The most significant challenge is that rising costs are outpacing budgets, eroding the National Park Service's purchasing power and constricting its ability to conserve and manage Shenandoah. As one example, despite abundant archaeological sites, park staff have not completed even a baseline study and have no money to hire an archaeologist.
Shenandoah also faces increasingly serious effects from poor air quality and invasions of aggressive non-native species-threats that arise in large part from outside the park. Ground-level ozone pollution threatens the health of flora, fauna, park visitors, and staff. On many days, the air in the park is no different than the air in Richmond, Virginia, or Washington, D.C. Acid rain threatens trout species, and haze caused by air pollution has reduced average annual visibility at scenic overlooks from about 115 miles to less than 25.
Non-native plant species now account for an estimated 20 percent of all those documented in the park.

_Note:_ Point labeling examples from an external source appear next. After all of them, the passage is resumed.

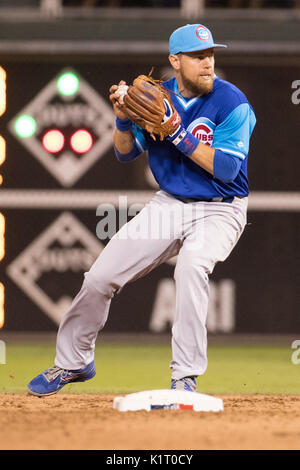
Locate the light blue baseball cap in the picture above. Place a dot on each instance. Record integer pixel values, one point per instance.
(190, 38)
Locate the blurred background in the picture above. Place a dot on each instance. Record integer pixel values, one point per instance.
(58, 60)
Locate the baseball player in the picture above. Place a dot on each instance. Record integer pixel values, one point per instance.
(201, 170)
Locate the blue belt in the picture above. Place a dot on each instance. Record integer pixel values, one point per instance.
(214, 199)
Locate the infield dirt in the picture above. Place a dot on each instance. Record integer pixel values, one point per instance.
(84, 422)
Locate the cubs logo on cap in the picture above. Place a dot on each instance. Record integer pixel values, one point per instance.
(190, 38)
(202, 33)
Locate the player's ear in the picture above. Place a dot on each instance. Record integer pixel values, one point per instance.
(174, 61)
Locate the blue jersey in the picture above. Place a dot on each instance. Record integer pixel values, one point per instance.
(222, 119)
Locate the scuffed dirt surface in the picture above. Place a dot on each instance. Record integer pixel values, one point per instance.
(84, 422)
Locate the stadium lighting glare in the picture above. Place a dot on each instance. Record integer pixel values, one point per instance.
(81, 141)
(53, 141)
(25, 126)
(68, 84)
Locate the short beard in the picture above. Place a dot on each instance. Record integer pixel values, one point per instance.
(195, 88)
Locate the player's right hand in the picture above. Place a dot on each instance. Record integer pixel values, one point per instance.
(115, 99)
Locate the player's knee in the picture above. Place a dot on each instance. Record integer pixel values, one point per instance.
(102, 282)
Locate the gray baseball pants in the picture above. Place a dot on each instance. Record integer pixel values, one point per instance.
(200, 233)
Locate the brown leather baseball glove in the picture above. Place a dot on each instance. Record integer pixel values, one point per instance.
(148, 104)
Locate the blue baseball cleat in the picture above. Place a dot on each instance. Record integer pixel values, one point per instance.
(187, 384)
(54, 379)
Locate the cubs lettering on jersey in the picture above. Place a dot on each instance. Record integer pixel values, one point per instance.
(223, 119)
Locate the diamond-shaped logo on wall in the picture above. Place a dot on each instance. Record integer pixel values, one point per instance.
(47, 268)
(68, 126)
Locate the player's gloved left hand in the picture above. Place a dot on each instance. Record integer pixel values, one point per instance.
(148, 104)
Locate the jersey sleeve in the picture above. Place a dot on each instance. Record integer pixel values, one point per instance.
(232, 135)
(139, 138)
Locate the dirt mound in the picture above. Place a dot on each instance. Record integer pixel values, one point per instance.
(64, 421)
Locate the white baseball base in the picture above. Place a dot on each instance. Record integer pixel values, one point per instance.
(168, 400)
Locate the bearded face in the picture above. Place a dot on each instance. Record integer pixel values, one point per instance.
(195, 71)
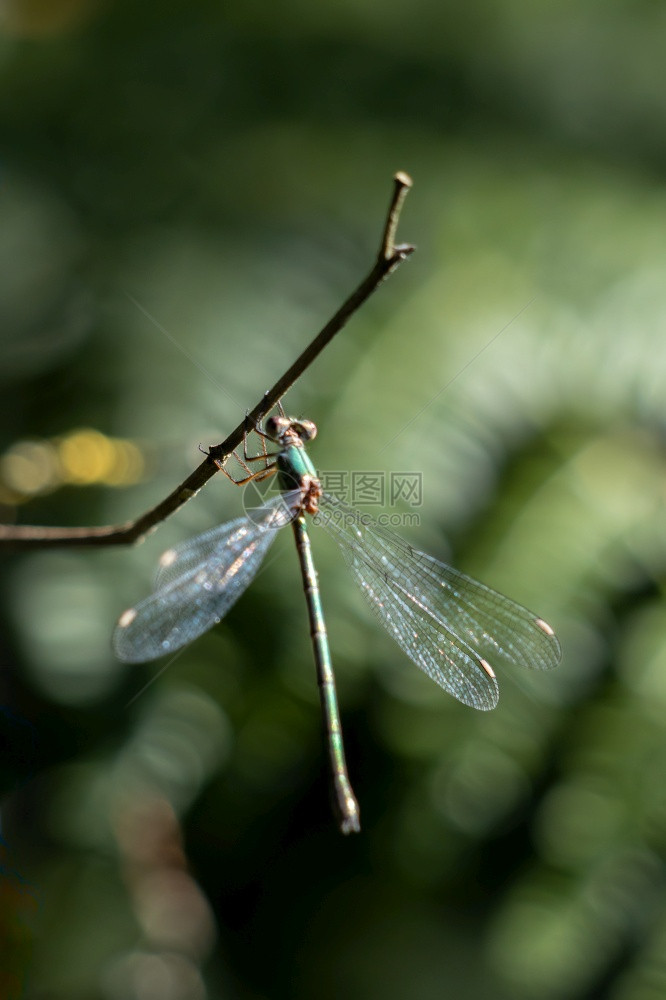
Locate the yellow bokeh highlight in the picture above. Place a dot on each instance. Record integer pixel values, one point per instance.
(84, 457)
(30, 467)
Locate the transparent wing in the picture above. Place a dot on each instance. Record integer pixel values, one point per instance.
(196, 585)
(451, 626)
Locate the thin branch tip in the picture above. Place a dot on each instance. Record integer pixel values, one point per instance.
(390, 256)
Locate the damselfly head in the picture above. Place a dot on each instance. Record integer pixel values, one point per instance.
(281, 428)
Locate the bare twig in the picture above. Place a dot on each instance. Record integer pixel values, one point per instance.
(389, 257)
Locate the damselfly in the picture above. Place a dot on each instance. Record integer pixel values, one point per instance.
(448, 624)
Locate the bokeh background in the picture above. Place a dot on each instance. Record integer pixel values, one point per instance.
(187, 193)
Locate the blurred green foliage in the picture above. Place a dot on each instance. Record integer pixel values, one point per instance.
(220, 172)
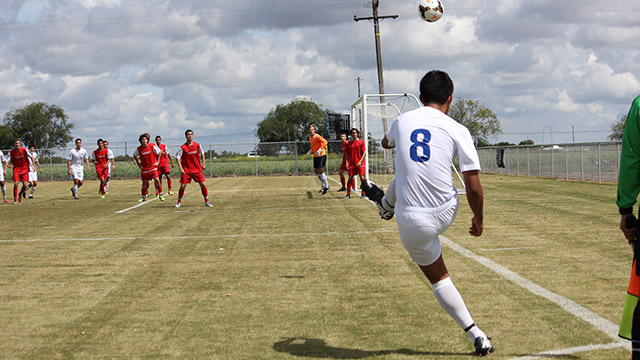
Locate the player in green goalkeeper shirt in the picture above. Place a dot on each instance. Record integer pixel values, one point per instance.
(628, 189)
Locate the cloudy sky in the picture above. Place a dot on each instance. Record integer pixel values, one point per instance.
(550, 70)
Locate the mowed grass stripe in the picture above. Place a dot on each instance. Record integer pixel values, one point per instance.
(340, 286)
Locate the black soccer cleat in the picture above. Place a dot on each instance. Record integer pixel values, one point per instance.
(375, 194)
(482, 346)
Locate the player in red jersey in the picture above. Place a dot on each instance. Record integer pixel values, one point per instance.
(147, 157)
(165, 159)
(100, 158)
(20, 161)
(190, 157)
(356, 156)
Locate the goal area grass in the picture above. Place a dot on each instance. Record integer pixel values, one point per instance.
(275, 270)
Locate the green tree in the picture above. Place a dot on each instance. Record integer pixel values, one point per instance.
(290, 122)
(480, 120)
(617, 129)
(39, 124)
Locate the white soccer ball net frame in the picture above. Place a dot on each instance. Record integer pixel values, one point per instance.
(376, 113)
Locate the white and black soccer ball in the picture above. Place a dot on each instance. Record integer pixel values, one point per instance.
(430, 10)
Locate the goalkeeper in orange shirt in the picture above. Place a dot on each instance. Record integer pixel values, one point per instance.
(318, 143)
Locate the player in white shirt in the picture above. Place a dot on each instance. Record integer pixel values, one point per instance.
(422, 191)
(3, 163)
(111, 164)
(76, 159)
(33, 174)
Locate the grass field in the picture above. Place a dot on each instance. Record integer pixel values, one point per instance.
(277, 271)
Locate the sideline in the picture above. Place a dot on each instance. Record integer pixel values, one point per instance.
(573, 308)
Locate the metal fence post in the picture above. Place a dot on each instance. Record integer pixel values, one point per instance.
(295, 150)
(553, 163)
(528, 161)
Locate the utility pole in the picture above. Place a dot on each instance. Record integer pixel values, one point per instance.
(376, 30)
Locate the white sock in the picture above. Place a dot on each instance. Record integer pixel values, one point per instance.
(389, 199)
(449, 298)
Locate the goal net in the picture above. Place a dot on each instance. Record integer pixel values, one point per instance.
(373, 115)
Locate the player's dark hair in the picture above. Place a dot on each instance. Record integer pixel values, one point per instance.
(436, 87)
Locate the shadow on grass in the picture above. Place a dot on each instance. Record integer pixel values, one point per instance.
(318, 348)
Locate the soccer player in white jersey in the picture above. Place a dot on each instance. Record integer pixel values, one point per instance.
(33, 174)
(77, 156)
(422, 191)
(3, 164)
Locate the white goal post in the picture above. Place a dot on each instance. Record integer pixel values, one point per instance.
(375, 113)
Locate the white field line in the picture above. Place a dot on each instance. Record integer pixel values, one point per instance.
(136, 206)
(207, 210)
(575, 309)
(510, 249)
(569, 351)
(306, 234)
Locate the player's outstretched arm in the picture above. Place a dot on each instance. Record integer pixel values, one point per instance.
(475, 198)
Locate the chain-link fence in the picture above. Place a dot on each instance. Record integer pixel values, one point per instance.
(585, 161)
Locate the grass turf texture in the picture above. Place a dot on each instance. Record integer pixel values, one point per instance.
(277, 271)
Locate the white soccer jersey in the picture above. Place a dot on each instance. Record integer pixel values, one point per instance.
(426, 142)
(77, 158)
(2, 161)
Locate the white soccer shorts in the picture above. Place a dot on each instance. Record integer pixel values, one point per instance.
(419, 229)
(77, 174)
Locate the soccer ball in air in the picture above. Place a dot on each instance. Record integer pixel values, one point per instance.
(430, 10)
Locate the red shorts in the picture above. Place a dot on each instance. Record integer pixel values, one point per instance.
(102, 173)
(20, 176)
(186, 178)
(356, 170)
(164, 169)
(146, 176)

Many non-native species have out-competed natives and are well established including destructive insects. Two of the most destructive, the non-native gypsy moth and hemlock wooly adelgid, are having a profound effect on the park's forests. In fact, the wooly adelgid has killed a majority of the towering hemlock forests throughout the park.
Shenandoah is also feeling the effects of land development adjacent to its long, highly irregular, and largely unbuffered border. Originally envisioned as a much larger park surrounded by farms, development is now up against the park's boundary. This has fragmented vital wildlife habitat, severing natural travel corridors and hindering access to food.
STATE OF THE PARKS® ASSESSMENT
The State of the Parks assessment describes a variety of threats to Shenandoah. In the chart on page 4, up arrows indicate conditions will likely improve over the next ten years, down arrows indicate conditions will likely deteriorate during that time, and flat arrows indicate no change is likely.
The findings in this report do not reflect past or current park management. Many factors that affect resource conditions are a result of both natural and human influences over long periods of time, in many cases before a park was established. The intent of the State of the Parks® program is to document the present status of park resources and determine which actions can be taken to protect them into the future.